Danach werfe ich die Werbung in den Papierkorb, die Mahnung kommt neben den PC (überweise ich über Online-Banking), die Absage in den Ordner mit den anderen Absagen und Kerstins Brief kommt zu ihren anderen Briefen, werde ich morgen beantworten. So geht das jeden Samstag morgen.

Ich erinnere mich noch gut an den Tag, an dem sich mein Leben entscheidend verändern sollte.

An dem Tag entschied ich mich endlich eine eigene Wohnung zu beziehen. Es wurde Zeit, denn ich wollte meinen Eltern nicht mehr auf der Tasche liegen.

Die ganze Zeit überlegte ich mir schon, wie ich die Wohnung einrichten wollte. Endlich etwas eigenes, kein stundenlanges Warten vor dem Bad, kochen was mir schmeckte und heimkommen wann ich wollte.

Da fiel mir wieder die letzte Diskussion ein. Meine Mutter und ich standen am Herd und kochten etwas leckeres. Zuerst guckte mein Vater in die Töpfe: „Igitt, was ist das denn?“. Dann kam mein Bruder: „ Habt Ihr nichts besseres anzubieten?“ Nein, so was wollte ich nicht noch mal erleben. 

Dann die letzte Aktion im Badezimmer. Mein Vater rief:“ Ich war zuerst da.“. Dann meine Mutter:“ Ich muss dringend ins Bad.“ Immer musste man sich anstellen. Das sollte ein Ende haben.
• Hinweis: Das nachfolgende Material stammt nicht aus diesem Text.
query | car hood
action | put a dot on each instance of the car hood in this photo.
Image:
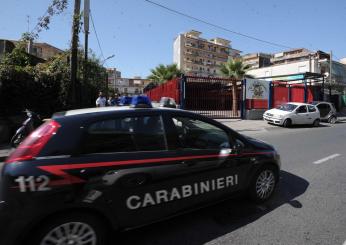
(276, 112)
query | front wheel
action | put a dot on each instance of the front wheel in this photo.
(332, 120)
(76, 229)
(287, 123)
(263, 184)
(17, 139)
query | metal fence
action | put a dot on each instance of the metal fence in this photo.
(210, 96)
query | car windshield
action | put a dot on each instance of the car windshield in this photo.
(287, 107)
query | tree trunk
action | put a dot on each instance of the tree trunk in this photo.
(234, 97)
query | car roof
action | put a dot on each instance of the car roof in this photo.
(297, 103)
(320, 102)
(108, 110)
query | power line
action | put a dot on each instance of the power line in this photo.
(97, 38)
(217, 26)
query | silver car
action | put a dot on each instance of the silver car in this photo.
(327, 111)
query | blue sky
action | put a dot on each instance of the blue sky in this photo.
(141, 35)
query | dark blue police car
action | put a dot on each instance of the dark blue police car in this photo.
(88, 171)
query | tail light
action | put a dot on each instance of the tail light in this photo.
(34, 143)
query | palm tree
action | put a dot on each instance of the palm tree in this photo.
(234, 69)
(162, 73)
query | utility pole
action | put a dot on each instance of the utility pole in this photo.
(86, 33)
(74, 52)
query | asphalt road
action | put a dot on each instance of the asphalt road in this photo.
(309, 206)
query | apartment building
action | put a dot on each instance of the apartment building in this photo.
(43, 51)
(198, 56)
(113, 74)
(257, 60)
(302, 60)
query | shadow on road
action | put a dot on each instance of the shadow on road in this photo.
(210, 223)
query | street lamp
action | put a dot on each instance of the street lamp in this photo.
(109, 57)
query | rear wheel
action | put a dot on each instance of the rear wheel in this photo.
(17, 139)
(287, 123)
(316, 123)
(263, 184)
(332, 120)
(73, 229)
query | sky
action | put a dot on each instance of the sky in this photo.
(140, 35)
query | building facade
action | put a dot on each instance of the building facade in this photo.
(113, 74)
(300, 61)
(257, 60)
(198, 56)
(43, 51)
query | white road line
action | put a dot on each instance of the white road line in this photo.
(327, 158)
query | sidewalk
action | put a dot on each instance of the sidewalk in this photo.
(240, 125)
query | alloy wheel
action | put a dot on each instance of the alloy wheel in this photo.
(72, 233)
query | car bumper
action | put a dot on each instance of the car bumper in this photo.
(276, 121)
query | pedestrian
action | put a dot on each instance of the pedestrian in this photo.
(101, 100)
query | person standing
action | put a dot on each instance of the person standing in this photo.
(101, 100)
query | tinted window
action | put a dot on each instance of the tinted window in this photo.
(200, 135)
(125, 135)
(302, 109)
(311, 108)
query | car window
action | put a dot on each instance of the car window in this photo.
(197, 134)
(302, 109)
(311, 108)
(125, 135)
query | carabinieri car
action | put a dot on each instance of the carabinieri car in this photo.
(88, 171)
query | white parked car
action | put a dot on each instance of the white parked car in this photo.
(293, 113)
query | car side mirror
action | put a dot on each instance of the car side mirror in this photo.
(238, 146)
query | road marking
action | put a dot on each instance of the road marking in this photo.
(327, 158)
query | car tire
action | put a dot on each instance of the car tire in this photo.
(316, 123)
(332, 120)
(74, 228)
(287, 123)
(263, 184)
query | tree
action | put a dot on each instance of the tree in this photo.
(162, 73)
(234, 69)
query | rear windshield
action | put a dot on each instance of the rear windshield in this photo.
(287, 107)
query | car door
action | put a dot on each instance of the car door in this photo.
(302, 115)
(133, 171)
(213, 166)
(314, 113)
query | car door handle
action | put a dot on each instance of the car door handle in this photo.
(188, 163)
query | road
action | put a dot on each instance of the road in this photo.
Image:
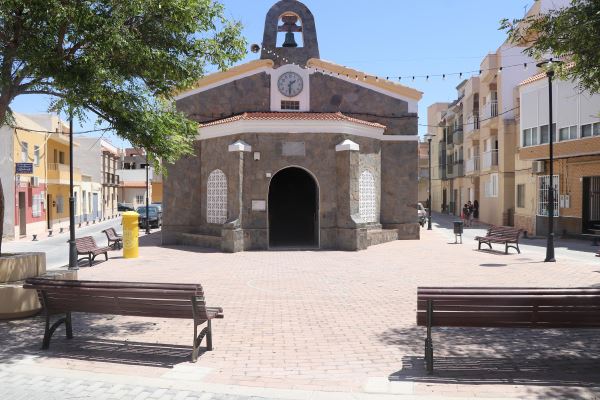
(57, 248)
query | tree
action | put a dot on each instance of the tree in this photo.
(570, 34)
(118, 60)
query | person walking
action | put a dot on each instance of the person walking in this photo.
(465, 214)
(471, 210)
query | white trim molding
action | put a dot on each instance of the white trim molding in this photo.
(300, 126)
(347, 145)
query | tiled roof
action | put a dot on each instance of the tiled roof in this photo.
(292, 116)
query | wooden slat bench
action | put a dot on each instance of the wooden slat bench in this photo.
(505, 308)
(114, 240)
(87, 246)
(158, 300)
(501, 234)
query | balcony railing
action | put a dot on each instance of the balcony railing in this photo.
(472, 123)
(490, 159)
(472, 165)
(61, 172)
(457, 136)
(490, 110)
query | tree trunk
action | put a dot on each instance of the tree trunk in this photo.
(1, 215)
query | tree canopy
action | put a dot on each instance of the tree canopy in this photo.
(119, 60)
(570, 34)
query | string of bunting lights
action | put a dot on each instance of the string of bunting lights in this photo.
(364, 77)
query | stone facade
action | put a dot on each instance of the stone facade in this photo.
(349, 129)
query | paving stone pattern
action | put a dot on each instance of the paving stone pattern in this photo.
(321, 321)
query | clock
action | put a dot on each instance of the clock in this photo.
(290, 84)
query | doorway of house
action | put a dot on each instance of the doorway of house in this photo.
(293, 209)
(590, 217)
(22, 214)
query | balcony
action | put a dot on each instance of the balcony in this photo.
(472, 123)
(490, 159)
(489, 67)
(60, 174)
(110, 179)
(490, 110)
(457, 136)
(472, 166)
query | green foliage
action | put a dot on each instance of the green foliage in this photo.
(116, 58)
(570, 34)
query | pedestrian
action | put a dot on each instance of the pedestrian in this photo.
(465, 215)
(471, 210)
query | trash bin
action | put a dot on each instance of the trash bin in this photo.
(130, 234)
(458, 227)
(458, 230)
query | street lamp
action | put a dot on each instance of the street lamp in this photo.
(429, 137)
(147, 198)
(550, 64)
(72, 249)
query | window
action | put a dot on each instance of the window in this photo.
(60, 204)
(530, 137)
(544, 137)
(491, 187)
(36, 155)
(36, 206)
(290, 105)
(366, 197)
(590, 130)
(216, 193)
(568, 133)
(24, 152)
(521, 196)
(543, 191)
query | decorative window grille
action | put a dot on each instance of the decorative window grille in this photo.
(216, 193)
(367, 200)
(543, 192)
(491, 186)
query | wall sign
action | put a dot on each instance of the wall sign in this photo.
(259, 205)
(24, 168)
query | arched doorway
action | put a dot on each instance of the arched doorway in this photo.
(293, 209)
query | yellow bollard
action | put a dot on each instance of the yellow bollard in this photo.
(130, 234)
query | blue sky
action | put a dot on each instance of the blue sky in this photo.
(384, 38)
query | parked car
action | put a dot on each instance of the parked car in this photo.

Dann nahm ich mir die Zeitung in die Hand und studierte die Wohnungsanzeigen. Gar nicht so einfach eine Wohnung zu finden, die günstig ist und relativ nah an der Stadt liegt. Ich kreuzte ein paar anzeigen an und setzte mich ans Telefon. Zwei Wohnungen konnte ich mir sofort ansehen. Vielleicht war ja etwas dabei und zog los. Nein, das war nichts für mich dabei.
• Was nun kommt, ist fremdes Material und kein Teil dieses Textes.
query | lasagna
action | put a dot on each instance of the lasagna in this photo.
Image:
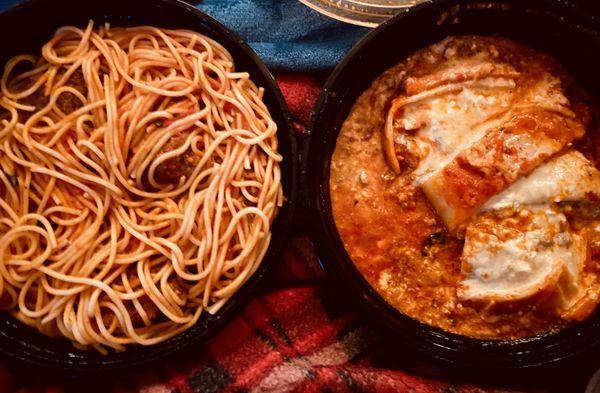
(465, 187)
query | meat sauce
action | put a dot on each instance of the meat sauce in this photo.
(392, 233)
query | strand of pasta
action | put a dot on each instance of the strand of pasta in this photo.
(94, 245)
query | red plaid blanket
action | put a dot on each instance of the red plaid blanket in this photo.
(289, 339)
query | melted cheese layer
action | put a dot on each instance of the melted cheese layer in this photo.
(568, 177)
(516, 254)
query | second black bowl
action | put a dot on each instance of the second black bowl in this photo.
(553, 27)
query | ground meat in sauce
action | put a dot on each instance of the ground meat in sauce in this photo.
(66, 102)
(391, 232)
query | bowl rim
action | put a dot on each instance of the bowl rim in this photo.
(435, 342)
(280, 228)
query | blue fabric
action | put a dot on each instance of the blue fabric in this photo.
(285, 33)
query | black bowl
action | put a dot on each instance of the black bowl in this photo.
(553, 27)
(25, 28)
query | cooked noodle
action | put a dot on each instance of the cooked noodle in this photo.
(102, 239)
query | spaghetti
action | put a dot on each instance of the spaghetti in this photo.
(139, 177)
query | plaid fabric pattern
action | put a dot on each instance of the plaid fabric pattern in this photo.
(293, 338)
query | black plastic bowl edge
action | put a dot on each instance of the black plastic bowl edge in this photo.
(34, 22)
(567, 34)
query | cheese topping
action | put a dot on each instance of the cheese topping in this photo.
(512, 255)
(567, 177)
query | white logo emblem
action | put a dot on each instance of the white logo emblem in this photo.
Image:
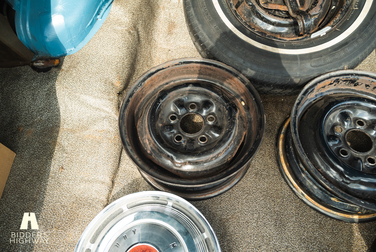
(29, 217)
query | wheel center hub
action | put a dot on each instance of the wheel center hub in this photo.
(287, 19)
(192, 123)
(142, 248)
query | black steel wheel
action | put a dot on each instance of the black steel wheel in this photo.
(192, 126)
(327, 152)
(280, 45)
(149, 222)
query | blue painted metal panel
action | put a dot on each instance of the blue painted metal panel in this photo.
(55, 28)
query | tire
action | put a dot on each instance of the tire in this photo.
(279, 66)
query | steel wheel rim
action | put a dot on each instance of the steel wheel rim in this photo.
(312, 129)
(277, 24)
(308, 190)
(251, 108)
(149, 221)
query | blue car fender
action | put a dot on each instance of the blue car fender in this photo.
(56, 28)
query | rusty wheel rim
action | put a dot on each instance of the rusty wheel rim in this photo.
(153, 134)
(279, 21)
(317, 153)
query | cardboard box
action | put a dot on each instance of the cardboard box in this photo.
(6, 161)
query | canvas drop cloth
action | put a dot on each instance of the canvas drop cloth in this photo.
(63, 125)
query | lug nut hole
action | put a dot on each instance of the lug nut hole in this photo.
(178, 138)
(359, 141)
(338, 129)
(192, 106)
(344, 153)
(173, 117)
(360, 123)
(371, 161)
(210, 118)
(203, 139)
(191, 123)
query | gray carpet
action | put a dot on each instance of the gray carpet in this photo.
(70, 163)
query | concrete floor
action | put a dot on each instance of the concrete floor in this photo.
(70, 163)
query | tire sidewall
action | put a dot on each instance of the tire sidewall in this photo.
(279, 70)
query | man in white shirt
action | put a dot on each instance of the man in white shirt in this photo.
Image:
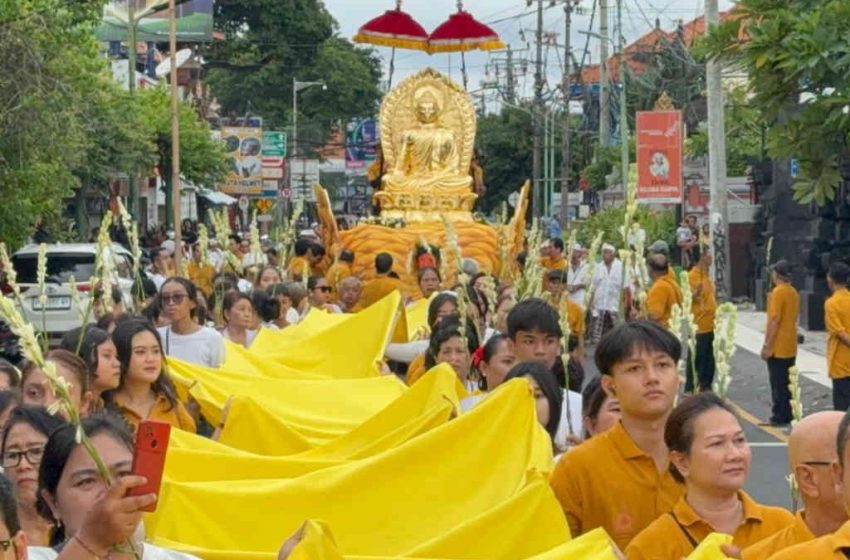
(608, 288)
(577, 279)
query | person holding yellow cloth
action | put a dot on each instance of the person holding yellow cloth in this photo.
(837, 317)
(619, 480)
(812, 453)
(340, 270)
(780, 341)
(710, 454)
(299, 265)
(701, 368)
(664, 292)
(383, 284)
(834, 545)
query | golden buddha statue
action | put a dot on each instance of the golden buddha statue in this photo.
(428, 156)
(427, 135)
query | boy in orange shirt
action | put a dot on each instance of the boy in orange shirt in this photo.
(837, 316)
(619, 480)
(780, 341)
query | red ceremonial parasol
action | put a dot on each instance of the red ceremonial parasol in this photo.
(461, 33)
(396, 29)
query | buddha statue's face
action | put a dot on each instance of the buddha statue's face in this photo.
(427, 109)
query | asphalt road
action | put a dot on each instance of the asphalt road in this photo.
(750, 392)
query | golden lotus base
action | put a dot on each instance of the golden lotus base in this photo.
(477, 241)
(426, 205)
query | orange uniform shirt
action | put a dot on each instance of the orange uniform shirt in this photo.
(704, 305)
(336, 273)
(822, 548)
(663, 294)
(377, 289)
(202, 276)
(796, 533)
(784, 305)
(837, 317)
(162, 410)
(297, 268)
(609, 482)
(664, 539)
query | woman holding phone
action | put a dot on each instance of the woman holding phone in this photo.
(92, 520)
(145, 391)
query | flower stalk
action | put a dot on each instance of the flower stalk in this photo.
(724, 346)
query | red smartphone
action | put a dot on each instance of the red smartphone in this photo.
(149, 457)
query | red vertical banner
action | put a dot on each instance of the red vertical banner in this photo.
(659, 156)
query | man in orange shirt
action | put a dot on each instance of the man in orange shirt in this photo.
(837, 317)
(382, 285)
(703, 307)
(663, 293)
(780, 341)
(340, 269)
(299, 265)
(811, 453)
(620, 480)
(837, 544)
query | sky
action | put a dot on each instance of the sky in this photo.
(515, 22)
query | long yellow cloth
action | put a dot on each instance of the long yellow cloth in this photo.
(418, 410)
(387, 504)
(338, 404)
(284, 417)
(709, 548)
(350, 348)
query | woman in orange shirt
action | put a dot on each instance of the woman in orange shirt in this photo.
(145, 391)
(709, 453)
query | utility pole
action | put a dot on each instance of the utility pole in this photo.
(604, 103)
(719, 217)
(538, 114)
(135, 209)
(624, 115)
(511, 89)
(175, 136)
(565, 134)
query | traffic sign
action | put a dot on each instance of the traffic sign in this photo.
(274, 144)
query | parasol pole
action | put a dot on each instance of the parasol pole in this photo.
(463, 69)
(392, 69)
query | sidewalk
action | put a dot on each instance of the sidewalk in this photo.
(811, 354)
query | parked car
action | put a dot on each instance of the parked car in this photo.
(65, 260)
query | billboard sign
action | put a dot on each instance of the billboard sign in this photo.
(244, 147)
(361, 143)
(274, 144)
(194, 21)
(659, 156)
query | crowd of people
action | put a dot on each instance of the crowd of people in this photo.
(658, 476)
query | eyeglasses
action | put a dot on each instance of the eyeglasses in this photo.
(176, 299)
(12, 459)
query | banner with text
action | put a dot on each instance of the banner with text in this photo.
(244, 147)
(659, 156)
(194, 21)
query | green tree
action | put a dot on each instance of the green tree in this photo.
(50, 63)
(743, 134)
(268, 44)
(202, 158)
(505, 142)
(795, 53)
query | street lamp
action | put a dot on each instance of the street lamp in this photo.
(296, 87)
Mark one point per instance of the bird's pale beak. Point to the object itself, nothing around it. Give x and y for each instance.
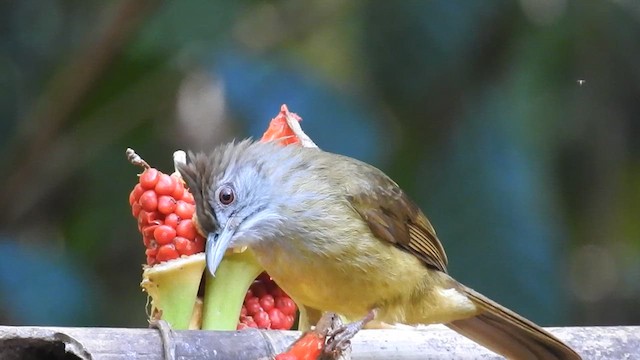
(217, 244)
Ein paar Tage später traf ich zufällig eine Freundin meiner Mutter und erzählte so ganz nebenbei, dass ich eine Wohnung suchte. Ich war erstaunt, als sie mir erzählte, dass in ihrem Haus ein kleines Appartement frei war. Nichts großes, Küche, Wohn- Schlafzimmer und Bad, wenn ich Interesse hätte könnte ich mir das sofort ansehen. Gesagt, getan. Die Wohnung war perfekt, sogar frisch renoviert und sofort sagte ich zu. Jetzt konnte es losgehen mit Kisten packen und Wohnung einrichten. Dass das so schnell ging hätte ich nicht gedacht und endlich ging ein Traum in Erfüllung. Innerhalb von ein paar Wochen war die Wohnung eingerichtet und ich war dort eingezogen. Endlich war ich allein!!!